Last Wednesday, Fed Chairwoman Janet Yellen laid out the Fed’s plan for reducing their balance sheet at the Federal Open Market Committee press conference. The Fed will start tapering reinvestment, they hope toward the end of 2017, by reducing the monthly reinvestment of their Treasury portfolio by $6 billion and reducing the monthly Mortgage-Backed Security (MBS) portfolio by $4 billion. That is a reduction of $120 billion a year, or about a 15% reduction in monthly reinvestment. Some have said that this would be equivalent to about one additional 25-basis point increase to the Fed Funds rate, or one more additional tightening a year.
Ms. Yellen stated that the Fed will observe how things play out to determine how much of the balance sheet will remain. Multiple Fed governors, presidents, and former Chairman Ben Bernanke have signaled the Fed will need to maintain a balance sheet significantly higher than the pre-crisis level of approximately $800 billion. If you assume, as some Fed presidents have said, that $2 trillion is the right number, at $120 billion a year, it is a long way from $4.5 trillion to $2 trillion. The Fed essentially wants the taper to be something that operates in the background without the market really noticing it. They plan on doing this in conjunction with the gradual tightening of monetary policy through the Fed Funds rate. It will be interesting to see how that works.
I think that this plan has a real chance of success. However, I think the Fed is being a little too optimistic regarding its timing. The outlook for inflation has deteriorated quite a bit with lower for longer commodity prices and lack of wage growth.

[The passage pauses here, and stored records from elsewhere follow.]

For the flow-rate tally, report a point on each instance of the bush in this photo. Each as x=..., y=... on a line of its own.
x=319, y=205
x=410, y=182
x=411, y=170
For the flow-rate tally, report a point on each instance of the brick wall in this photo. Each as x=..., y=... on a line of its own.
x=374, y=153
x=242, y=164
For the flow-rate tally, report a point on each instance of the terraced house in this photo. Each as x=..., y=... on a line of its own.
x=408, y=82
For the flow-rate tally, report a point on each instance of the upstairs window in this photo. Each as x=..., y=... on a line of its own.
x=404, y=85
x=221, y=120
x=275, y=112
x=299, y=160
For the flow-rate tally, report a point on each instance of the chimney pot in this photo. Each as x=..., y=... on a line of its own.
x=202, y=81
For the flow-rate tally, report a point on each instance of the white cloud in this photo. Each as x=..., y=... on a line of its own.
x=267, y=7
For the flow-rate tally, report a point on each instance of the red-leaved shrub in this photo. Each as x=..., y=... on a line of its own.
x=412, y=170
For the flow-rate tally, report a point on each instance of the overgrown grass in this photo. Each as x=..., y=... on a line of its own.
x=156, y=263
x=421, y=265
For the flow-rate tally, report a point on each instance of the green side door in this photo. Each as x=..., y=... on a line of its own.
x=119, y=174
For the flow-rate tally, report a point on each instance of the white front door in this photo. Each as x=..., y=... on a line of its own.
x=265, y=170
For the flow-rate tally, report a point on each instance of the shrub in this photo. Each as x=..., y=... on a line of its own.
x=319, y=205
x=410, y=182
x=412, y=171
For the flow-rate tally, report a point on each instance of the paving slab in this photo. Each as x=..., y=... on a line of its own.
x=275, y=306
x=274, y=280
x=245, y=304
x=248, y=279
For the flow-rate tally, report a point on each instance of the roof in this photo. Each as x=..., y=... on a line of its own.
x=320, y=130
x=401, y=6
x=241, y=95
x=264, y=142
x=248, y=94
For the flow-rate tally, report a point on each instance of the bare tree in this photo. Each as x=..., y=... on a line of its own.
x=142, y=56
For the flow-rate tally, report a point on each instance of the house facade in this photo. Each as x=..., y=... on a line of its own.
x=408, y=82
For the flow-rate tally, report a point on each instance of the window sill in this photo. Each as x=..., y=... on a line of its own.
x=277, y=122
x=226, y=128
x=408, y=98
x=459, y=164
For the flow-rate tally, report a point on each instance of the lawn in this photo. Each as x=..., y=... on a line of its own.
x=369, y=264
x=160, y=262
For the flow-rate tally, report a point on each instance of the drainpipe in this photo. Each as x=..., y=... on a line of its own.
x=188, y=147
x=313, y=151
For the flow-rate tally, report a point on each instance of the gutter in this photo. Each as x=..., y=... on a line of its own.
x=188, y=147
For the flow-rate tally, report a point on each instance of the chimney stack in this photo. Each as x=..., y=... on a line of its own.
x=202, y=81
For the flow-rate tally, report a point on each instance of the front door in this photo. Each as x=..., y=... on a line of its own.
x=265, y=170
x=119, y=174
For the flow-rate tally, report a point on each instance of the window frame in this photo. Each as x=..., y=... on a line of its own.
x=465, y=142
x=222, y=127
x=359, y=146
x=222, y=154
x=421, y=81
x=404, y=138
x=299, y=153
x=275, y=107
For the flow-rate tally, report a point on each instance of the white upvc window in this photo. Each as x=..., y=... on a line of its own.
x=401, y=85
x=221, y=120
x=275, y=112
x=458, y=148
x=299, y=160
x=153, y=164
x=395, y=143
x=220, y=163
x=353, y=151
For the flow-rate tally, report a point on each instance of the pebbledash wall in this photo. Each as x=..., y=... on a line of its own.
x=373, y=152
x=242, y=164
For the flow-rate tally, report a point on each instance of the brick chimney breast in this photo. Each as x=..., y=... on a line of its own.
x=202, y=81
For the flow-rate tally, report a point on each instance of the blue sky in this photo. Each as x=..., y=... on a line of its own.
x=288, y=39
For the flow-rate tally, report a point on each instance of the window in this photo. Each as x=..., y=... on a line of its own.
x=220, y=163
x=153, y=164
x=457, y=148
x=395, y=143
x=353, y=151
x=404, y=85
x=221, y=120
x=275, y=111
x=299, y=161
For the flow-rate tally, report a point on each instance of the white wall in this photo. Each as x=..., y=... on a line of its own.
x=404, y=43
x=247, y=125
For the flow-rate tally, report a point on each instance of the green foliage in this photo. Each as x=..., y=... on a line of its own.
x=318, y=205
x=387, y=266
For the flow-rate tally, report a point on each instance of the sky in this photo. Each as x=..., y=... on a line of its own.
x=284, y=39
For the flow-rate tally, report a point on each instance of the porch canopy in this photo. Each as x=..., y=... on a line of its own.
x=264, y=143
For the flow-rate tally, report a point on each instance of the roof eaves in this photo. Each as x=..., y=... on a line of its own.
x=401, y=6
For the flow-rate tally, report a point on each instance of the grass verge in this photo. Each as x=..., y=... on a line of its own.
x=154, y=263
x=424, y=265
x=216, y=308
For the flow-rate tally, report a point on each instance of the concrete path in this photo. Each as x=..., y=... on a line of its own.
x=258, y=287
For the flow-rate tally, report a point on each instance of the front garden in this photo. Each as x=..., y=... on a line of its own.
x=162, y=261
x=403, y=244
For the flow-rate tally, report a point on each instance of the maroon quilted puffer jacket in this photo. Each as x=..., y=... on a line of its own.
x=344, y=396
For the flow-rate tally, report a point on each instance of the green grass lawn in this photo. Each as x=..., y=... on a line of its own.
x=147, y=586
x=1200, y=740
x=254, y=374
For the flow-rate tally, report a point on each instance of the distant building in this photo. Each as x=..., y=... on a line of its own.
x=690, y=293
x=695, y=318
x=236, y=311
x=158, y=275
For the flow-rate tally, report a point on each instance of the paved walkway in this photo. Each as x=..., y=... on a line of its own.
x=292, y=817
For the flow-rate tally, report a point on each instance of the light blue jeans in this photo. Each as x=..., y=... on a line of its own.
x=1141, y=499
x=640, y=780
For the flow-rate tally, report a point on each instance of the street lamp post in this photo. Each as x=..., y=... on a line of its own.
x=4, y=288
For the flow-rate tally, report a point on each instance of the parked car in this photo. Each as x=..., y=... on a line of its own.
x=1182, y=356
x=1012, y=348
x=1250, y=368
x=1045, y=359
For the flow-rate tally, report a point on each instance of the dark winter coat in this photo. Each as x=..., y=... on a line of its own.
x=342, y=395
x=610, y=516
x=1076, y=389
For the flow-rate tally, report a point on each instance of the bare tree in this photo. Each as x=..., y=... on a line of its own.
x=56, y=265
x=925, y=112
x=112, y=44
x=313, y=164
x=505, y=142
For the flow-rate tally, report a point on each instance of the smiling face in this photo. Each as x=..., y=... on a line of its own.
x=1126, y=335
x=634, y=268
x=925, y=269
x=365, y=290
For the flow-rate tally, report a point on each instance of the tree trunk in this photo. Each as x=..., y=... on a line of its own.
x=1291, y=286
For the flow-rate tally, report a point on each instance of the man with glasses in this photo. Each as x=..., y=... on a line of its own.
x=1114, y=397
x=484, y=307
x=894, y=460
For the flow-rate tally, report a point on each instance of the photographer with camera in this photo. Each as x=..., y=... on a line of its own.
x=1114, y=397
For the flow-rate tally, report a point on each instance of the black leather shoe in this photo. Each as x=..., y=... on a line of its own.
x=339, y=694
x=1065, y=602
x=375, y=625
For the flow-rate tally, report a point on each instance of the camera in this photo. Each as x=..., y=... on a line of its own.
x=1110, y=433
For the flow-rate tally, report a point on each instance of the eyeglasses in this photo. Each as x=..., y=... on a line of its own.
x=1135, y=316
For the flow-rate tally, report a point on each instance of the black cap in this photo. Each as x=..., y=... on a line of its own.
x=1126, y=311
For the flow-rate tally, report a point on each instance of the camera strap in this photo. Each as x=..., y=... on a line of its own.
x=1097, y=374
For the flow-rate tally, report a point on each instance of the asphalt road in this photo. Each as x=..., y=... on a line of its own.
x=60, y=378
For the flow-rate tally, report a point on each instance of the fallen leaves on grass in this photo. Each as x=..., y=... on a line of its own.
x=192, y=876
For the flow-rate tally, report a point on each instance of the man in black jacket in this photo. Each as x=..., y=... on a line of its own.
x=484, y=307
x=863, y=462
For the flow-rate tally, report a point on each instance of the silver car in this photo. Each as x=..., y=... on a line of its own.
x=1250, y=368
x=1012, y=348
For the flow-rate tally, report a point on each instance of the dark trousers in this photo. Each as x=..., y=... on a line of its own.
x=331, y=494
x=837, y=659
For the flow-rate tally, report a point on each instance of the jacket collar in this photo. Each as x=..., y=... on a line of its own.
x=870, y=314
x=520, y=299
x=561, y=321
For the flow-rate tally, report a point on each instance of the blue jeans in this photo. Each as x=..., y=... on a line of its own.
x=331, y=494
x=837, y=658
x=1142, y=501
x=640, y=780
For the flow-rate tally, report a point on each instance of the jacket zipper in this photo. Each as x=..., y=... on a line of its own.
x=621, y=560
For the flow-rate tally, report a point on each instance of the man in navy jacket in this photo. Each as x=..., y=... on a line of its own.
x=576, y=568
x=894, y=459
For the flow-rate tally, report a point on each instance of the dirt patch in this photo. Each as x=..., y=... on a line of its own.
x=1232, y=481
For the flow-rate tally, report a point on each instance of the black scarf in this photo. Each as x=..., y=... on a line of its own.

The fact that the unemployment rate continues to decline while wages remain sluggish and productivity is, to quote Chairwoman Yellen, “miserable” is very puzzling. The fact that we have a 4.3% unemployment rate and can barely achieve 2% GDP growth is a problem. As key industries weaken, such as the automotive sector, the historically long economic expansion we have experienced feels like it has the potential to run out of steam. The Fed did a great job this week communicating its plan for unwinding QE. I have felt, however, they are going to be sitting on their hands the rest of 2017 and maybe a good part of 2018. The endless highway will continue to roll on.